Facial recognition performed with thermal camera and neural network
Image credit: Dreamstime
The US Army Research Laboratory has developed a facial-recognition system capable of identifying faces from thermal images. This could pave the way for real-time and post-mission forensic analysis to assist with covert night-time operations.
Thermal and night-vision goggles detect electromagnetic radiation of lower frequency than visible light (infrared); with the latter, in additional to visible light. This allows operators to view action and objects - such as humans and electrical equipment - based on the heat signatures that they emit. Thermal cameras are used for surveillance in check points and watch towers and increasingly on body cams.
The ability to perform facial recognition using images from thermal cameras would enhance this surveillance, such as by automatically detecting when a person of interest is nearby and sending an alert to operators.

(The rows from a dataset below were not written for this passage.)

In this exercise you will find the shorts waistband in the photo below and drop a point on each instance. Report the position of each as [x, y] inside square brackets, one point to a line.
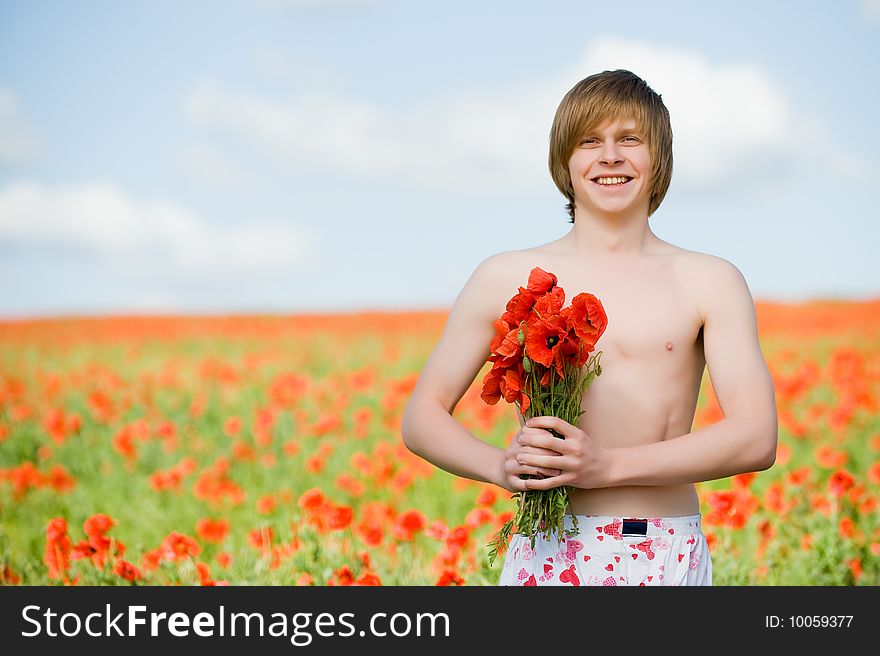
[622, 525]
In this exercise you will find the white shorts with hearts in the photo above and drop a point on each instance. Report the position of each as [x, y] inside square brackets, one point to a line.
[611, 550]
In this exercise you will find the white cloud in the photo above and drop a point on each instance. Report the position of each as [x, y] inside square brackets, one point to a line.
[205, 164]
[871, 8]
[18, 143]
[727, 119]
[139, 237]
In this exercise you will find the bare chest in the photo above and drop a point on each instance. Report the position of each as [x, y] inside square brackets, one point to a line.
[653, 317]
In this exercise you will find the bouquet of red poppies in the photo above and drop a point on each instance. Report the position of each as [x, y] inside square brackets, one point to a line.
[542, 362]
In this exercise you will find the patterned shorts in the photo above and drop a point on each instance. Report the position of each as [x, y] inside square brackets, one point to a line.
[611, 550]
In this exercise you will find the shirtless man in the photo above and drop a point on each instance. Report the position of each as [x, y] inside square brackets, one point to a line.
[671, 312]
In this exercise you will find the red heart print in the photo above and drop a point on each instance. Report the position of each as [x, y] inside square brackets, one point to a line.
[569, 576]
[613, 529]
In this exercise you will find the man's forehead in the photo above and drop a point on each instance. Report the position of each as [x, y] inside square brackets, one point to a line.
[618, 123]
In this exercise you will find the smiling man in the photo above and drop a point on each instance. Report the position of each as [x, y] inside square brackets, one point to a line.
[633, 458]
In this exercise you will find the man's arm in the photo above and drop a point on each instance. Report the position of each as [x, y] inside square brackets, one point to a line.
[428, 428]
[745, 440]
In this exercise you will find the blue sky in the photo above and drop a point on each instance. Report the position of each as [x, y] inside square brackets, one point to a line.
[307, 155]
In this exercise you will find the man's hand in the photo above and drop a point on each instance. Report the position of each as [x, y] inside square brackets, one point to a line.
[519, 446]
[581, 462]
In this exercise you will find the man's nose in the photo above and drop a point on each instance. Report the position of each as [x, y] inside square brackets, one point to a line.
[610, 155]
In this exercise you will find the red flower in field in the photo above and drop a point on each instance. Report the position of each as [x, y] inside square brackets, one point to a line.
[840, 482]
[57, 554]
[204, 572]
[98, 525]
[342, 576]
[449, 577]
[371, 533]
[437, 530]
[151, 559]
[409, 523]
[368, 578]
[212, 530]
[161, 481]
[8, 576]
[479, 516]
[846, 527]
[487, 498]
[544, 340]
[855, 566]
[828, 457]
[339, 517]
[799, 476]
[774, 499]
[177, 546]
[820, 503]
[59, 479]
[232, 426]
[266, 504]
[311, 499]
[261, 538]
[457, 538]
[97, 548]
[126, 570]
[730, 508]
[744, 481]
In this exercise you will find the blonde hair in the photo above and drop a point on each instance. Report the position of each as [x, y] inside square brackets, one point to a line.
[604, 97]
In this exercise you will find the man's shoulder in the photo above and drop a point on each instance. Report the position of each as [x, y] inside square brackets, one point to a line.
[699, 265]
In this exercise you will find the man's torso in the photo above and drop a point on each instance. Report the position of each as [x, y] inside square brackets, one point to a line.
[652, 361]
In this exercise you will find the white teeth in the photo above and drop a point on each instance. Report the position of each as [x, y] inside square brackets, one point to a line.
[611, 181]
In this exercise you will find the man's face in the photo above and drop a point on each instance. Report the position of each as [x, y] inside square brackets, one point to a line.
[610, 168]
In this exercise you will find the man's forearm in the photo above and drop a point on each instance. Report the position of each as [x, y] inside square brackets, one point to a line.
[728, 447]
[432, 433]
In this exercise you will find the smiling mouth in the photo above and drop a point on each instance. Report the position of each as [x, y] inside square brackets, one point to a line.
[612, 181]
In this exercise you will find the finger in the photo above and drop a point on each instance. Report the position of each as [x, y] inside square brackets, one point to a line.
[540, 483]
[543, 439]
[549, 462]
[542, 472]
[548, 422]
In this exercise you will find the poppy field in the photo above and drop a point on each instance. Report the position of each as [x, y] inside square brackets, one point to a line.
[266, 451]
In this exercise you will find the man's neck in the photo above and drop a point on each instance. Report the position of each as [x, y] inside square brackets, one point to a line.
[610, 236]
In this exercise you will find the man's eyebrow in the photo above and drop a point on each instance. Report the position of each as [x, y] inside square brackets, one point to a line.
[619, 131]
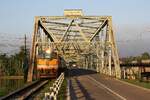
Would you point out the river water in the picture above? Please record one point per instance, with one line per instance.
(9, 85)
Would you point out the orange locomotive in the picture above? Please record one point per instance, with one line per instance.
(49, 65)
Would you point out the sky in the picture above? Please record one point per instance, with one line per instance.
(131, 20)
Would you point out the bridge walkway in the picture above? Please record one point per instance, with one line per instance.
(88, 85)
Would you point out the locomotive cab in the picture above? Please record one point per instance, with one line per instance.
(47, 64)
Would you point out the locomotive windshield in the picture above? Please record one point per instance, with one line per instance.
(47, 54)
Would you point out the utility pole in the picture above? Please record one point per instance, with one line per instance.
(25, 65)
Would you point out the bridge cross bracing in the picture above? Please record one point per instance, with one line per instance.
(87, 40)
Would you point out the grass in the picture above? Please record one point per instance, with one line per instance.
(61, 94)
(138, 83)
(62, 91)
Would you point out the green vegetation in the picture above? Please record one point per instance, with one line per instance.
(9, 85)
(139, 58)
(61, 94)
(14, 64)
(138, 83)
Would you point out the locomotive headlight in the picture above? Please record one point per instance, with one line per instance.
(48, 51)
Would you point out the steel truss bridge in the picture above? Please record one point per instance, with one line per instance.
(87, 40)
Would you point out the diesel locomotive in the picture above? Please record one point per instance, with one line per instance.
(49, 64)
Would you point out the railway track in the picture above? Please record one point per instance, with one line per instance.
(26, 91)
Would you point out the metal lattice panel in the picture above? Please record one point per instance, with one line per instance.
(88, 40)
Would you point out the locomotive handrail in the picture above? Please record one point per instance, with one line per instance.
(52, 94)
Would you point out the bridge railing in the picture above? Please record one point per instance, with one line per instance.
(52, 94)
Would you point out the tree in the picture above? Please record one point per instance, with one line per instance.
(145, 55)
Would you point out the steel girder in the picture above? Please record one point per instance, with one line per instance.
(87, 40)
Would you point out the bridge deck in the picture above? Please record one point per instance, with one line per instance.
(92, 86)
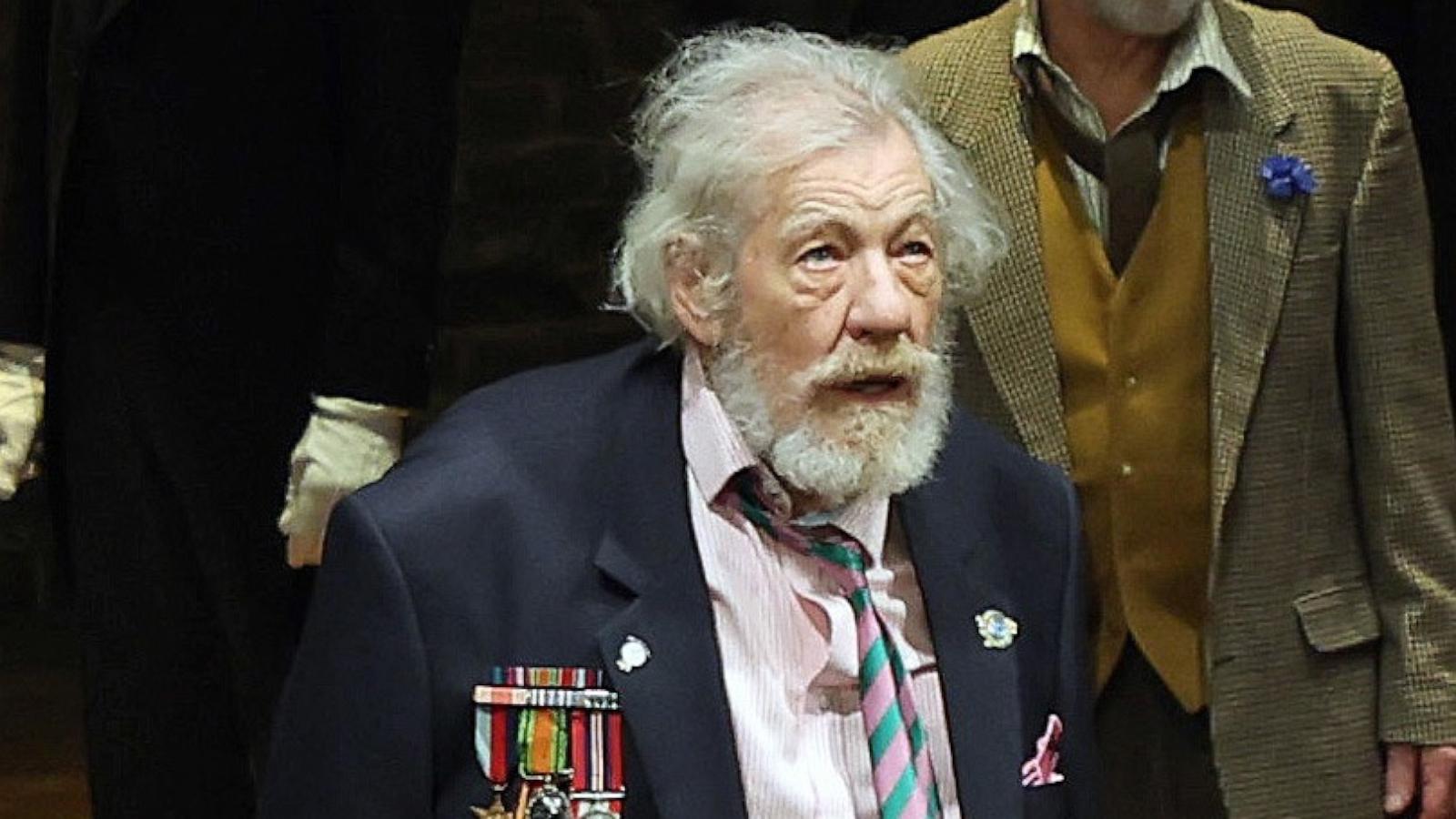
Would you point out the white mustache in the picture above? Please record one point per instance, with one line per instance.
(903, 360)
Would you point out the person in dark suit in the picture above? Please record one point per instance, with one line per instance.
(750, 567)
(210, 213)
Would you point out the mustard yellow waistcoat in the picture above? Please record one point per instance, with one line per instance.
(1135, 359)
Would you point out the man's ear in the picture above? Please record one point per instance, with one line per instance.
(686, 264)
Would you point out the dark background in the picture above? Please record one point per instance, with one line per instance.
(542, 172)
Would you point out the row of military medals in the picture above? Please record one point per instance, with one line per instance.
(553, 738)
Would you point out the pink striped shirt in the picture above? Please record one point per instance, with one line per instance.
(788, 639)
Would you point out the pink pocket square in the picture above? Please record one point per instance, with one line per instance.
(1041, 770)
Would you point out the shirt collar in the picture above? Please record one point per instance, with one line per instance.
(1198, 46)
(715, 452)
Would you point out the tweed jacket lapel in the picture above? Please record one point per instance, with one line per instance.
(1251, 242)
(1011, 318)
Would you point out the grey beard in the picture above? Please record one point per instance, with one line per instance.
(1149, 18)
(881, 450)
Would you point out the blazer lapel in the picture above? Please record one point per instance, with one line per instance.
(961, 576)
(1251, 244)
(676, 705)
(1011, 318)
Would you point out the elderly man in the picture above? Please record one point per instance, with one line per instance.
(754, 567)
(1216, 314)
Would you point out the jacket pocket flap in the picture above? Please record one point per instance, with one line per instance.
(1339, 617)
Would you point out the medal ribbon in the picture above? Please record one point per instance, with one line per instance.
(596, 753)
(495, 727)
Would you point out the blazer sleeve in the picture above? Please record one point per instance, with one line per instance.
(398, 63)
(351, 736)
(1075, 676)
(1401, 429)
(24, 40)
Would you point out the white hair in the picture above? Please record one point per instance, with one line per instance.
(734, 106)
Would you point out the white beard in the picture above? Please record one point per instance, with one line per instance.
(1149, 18)
(874, 450)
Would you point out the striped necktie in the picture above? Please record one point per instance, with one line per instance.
(899, 749)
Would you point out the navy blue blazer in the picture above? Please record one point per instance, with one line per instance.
(545, 518)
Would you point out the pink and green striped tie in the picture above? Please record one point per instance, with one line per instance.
(899, 749)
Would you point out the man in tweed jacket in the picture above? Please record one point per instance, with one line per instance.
(1322, 614)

“This technology enables matching between thermal face images and existing biometric face databases/watch lists that only contain visible face imagery,” said Dr Benjamin Riggan, a research scientist who was involved in the development of the technology.
“The technology provides a way for a human to visually compare visible and thermal facial imagery through thermal-to-visible face synthesis.”
According to Riggen, under night-time and low-light conditions, a conventional camera - which captures visible light - is not able to capture images without use of an attention-grabbing flash. This would immediately reveal the location of the camera.
While thermal cameras do not have this drawback, matching a thermal image of a face with an image of a face captured with a conventional camera is a challenge known as ‘cross-spectrum’ facial recognition.
The US Army researchers approached the challenge using techniques based on deep neural networks: multi-layered computer programs which loosely mimic the structure of biological brains, often used for image analysis. They employed a non-linear regression model to map a thermal image into a representation in visible light and an optimisation problem which preserves the shape of the whole face such that a synthesised visible image can be generated.
The researchers were able to perform facial verification using this approach and found that it was effective. It was capable of performing recognition almost in real time while running on a laptop.
According to Riggan, the group will continue the research and aim to develop the technology for military use.